Lips that would kiss.
“At the hour when we are/ Trembling with tenderness/ Lips that would kiss/ Form prayers to broken stone.” – TS Eliot. Water cleanses, bringing the debris of unexamined feelings to the surface. I would often take pictures after a bath, enjoying the solitude. Once it had been experienced, I’d capture the mood. Revel in its sensuousness. (iPhone. Natural light.)


Cloud gazing, my hair floats towards the watery sun.

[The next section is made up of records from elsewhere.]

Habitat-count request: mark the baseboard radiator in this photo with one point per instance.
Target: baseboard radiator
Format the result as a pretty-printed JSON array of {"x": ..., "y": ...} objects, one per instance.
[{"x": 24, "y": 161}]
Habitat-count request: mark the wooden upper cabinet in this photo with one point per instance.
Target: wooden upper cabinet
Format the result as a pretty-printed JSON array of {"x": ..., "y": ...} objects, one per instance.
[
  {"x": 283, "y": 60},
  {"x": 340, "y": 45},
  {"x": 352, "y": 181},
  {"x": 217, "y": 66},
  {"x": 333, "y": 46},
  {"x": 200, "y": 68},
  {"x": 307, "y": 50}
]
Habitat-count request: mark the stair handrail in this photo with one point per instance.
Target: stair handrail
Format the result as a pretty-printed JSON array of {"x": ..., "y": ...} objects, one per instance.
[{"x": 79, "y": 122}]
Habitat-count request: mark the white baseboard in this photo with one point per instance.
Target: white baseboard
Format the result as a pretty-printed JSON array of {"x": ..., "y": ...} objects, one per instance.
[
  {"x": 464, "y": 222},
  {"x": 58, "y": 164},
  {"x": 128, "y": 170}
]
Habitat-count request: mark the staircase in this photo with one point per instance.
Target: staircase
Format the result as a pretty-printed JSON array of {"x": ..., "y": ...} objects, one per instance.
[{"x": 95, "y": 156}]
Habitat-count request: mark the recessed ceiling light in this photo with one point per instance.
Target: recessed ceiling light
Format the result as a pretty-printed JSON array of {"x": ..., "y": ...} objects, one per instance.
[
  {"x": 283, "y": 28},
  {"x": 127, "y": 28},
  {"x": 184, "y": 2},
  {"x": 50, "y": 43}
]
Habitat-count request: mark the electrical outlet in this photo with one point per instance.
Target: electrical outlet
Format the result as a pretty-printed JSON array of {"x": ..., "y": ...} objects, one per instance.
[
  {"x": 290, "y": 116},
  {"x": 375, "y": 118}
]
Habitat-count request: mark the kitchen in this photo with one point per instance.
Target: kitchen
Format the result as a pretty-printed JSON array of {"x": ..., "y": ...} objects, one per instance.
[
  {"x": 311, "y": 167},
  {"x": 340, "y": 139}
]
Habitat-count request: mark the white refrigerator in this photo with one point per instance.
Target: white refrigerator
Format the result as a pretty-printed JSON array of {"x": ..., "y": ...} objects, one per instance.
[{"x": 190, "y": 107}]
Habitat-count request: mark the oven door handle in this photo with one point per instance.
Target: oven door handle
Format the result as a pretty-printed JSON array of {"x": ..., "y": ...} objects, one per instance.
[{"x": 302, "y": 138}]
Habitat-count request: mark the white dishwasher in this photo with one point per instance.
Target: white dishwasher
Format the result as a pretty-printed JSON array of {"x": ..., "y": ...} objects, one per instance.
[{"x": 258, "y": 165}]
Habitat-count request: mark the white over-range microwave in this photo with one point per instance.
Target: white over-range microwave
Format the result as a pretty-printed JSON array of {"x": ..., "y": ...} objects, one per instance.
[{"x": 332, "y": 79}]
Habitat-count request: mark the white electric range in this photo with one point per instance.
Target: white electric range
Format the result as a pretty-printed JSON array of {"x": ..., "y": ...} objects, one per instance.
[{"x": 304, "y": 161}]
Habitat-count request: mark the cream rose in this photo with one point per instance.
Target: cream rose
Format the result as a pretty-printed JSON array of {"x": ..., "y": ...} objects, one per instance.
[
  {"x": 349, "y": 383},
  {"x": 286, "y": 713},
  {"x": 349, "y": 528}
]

Despite coming across as gregarious, I often feel awkward in company and don’t have much to say after the first exuberant exchange of pleasantries. I begin breathing easier when I start taking pictures. It was easier to shoot myself because I didn’t have to worry about consent. But I did worry about vanity when I was teased about shooting myself to look glamorous. This is an anti-vanity shot. I like the way both the reflection and the water fade away at the edge of frame. (iPhone. Daylight.)


Reshma Pritam Singh is the founder and creative head of boutique production house Mogstar Media. She has written for UNICEF’s fiction series “Kyunki Jeena Issi ka Naam Hai” and worked for television channels such as TV18 and BITV.